Want to see more? Here's the link to the full explanation:





So now I am really curious for your craziest worldbuilding ideas, tell them!

Greetings
Wansome


----------



## pmmg (May 3, 2019)

Crazy ideas. Sounds like fun. I think this is far removed from any world I would write, but maybe some point in the future. I think my current world is probably the craziest as I went for a very unique planet situation, which is present in the background, but transparent to the characters. I am not sure, given the style of the writing that it will ever come out. One aspect of it is the world is covered in a grey haze, not a very thick one, visibility is still quite far, but people on the surface would have a definite limit to what could be seen and have never seen any but the brightest of objects in space (kind of like those living one east coast ). From a dwellers perspective, this is just the normal state, and so they don't think anything of it. Another aspect is that tress are equally likely to be purple as opposed to green, and the seasons are strange. But...again, it is not something characters really stop and contemplate, they just live with it. They have other things to do than ask why is the bright spot in the sky covered in haze.


----------



## Seira (May 3, 2019)

I don't tend to go for crazy stuff because it can become too complicated and for me the setting isn't the most interesting thing.
But right now my world consists of the dream world that is controlled by a Sharman.


----------



## Gotis (May 3, 2019)

That is really cool and very creative!  I think the oddest world I've made is in a story for my niece. It's a world on a flower. The flower has six petals, each a different color. All the plant life reflects the color of the petal it's on. Each petal has a microscopic nation run by a different fantasy being. Fairies, unicorns and goblins with three nations to be determined. The flower sits in my niece's room in a pot with a stone statue of a sprite. Whenever there's a problem in need of a hero, the statue comes to life and teleports my niece to adventure!


----------



## ThinkerX (May 3, 2019)

Probably the 'Nexus' in 'Strange Exit.'  A tubular realm in the midst of the etheric void, where gravity is always 'outward' making it possible for characters to stand at 90 or even 180 degree angles to each other and thought equals motion.  Also in the etheric void, a city built on nothing where time does not function normally - have to get back to that one some day.


----------



## Orc Knight (May 3, 2019)

I've found I take the 'Everything and the Kitchen Sink' approach to much of my world building and particularly fantasy (there's several kitchens to take from it). Not sure what I'd call crazy for much of it though, given my approach also means coming in at it from a different direction. Eld itself is perhaps the full crazy for my world building though. Sure, on the outside it's a world of standard fantasy with almost all the races accounted (no hobbits or halflings, sorry), dark lords, dashing hero's, loyal knights, pirates and airships and world tree's and dragons and all you expect in it.

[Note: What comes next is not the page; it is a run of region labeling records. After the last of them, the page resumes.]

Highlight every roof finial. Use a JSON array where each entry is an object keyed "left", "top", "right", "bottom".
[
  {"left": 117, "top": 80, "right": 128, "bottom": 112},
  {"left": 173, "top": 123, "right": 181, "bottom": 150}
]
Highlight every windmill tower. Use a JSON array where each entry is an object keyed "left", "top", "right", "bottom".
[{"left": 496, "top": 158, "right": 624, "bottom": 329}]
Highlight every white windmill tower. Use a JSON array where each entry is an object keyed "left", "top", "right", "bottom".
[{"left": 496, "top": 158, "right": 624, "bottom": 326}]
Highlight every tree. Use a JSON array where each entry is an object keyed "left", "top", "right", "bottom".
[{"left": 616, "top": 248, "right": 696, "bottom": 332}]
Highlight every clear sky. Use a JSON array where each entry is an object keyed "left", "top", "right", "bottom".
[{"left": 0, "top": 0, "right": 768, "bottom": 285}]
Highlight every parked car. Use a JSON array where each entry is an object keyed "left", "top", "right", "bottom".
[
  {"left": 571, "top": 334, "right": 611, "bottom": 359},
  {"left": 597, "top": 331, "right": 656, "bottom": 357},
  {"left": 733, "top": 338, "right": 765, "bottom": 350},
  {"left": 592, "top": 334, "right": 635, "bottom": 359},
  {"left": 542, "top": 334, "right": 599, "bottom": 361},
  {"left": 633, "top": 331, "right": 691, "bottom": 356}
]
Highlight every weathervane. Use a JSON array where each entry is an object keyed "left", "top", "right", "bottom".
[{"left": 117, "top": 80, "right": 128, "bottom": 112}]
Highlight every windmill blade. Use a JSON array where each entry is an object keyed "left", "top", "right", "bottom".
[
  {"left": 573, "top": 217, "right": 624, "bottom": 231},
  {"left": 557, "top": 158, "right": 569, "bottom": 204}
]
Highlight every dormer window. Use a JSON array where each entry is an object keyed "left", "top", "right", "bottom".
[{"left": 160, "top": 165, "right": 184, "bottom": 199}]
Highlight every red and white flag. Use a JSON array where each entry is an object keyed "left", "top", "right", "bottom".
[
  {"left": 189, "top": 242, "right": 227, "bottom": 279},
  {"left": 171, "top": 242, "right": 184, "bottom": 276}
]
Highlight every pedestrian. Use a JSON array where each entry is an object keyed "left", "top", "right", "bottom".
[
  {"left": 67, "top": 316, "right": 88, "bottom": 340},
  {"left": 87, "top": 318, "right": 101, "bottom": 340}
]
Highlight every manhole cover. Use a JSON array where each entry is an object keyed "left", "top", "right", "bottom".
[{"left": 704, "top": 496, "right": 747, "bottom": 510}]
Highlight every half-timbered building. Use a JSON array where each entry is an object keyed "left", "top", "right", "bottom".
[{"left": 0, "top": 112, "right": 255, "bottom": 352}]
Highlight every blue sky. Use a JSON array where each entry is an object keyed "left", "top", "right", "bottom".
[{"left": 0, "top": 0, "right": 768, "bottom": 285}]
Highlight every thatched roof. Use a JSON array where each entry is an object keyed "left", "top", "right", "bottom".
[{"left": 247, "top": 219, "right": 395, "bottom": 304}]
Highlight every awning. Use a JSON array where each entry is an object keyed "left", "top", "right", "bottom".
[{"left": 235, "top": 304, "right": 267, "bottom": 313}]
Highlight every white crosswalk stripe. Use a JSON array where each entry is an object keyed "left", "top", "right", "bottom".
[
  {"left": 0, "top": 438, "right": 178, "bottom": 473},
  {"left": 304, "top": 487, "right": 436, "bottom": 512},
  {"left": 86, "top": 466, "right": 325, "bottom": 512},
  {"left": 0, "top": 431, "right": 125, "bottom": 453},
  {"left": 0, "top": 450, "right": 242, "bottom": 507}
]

Then come the details, kind of taking a bit of learning from Discworld and some other fantasy worlds, it has turned Eld into an absolute mess. Undead apocalypse, they happen. Though in some fantasy with an alarming regularity. It is now a post apocalyptic fantasy world that's only a couple decades past being almost destroyed and trying to pick up the pieces and not fall on old ways. The undead still lurk, the magic is connected to the world and the undead are parasites that live on the magic and don't cycle it back into the world when they die (again). And with the way the world is, if they fall back the undead will reap the benefits and Eld will die. Not everyone is fully aware of that particular consequence.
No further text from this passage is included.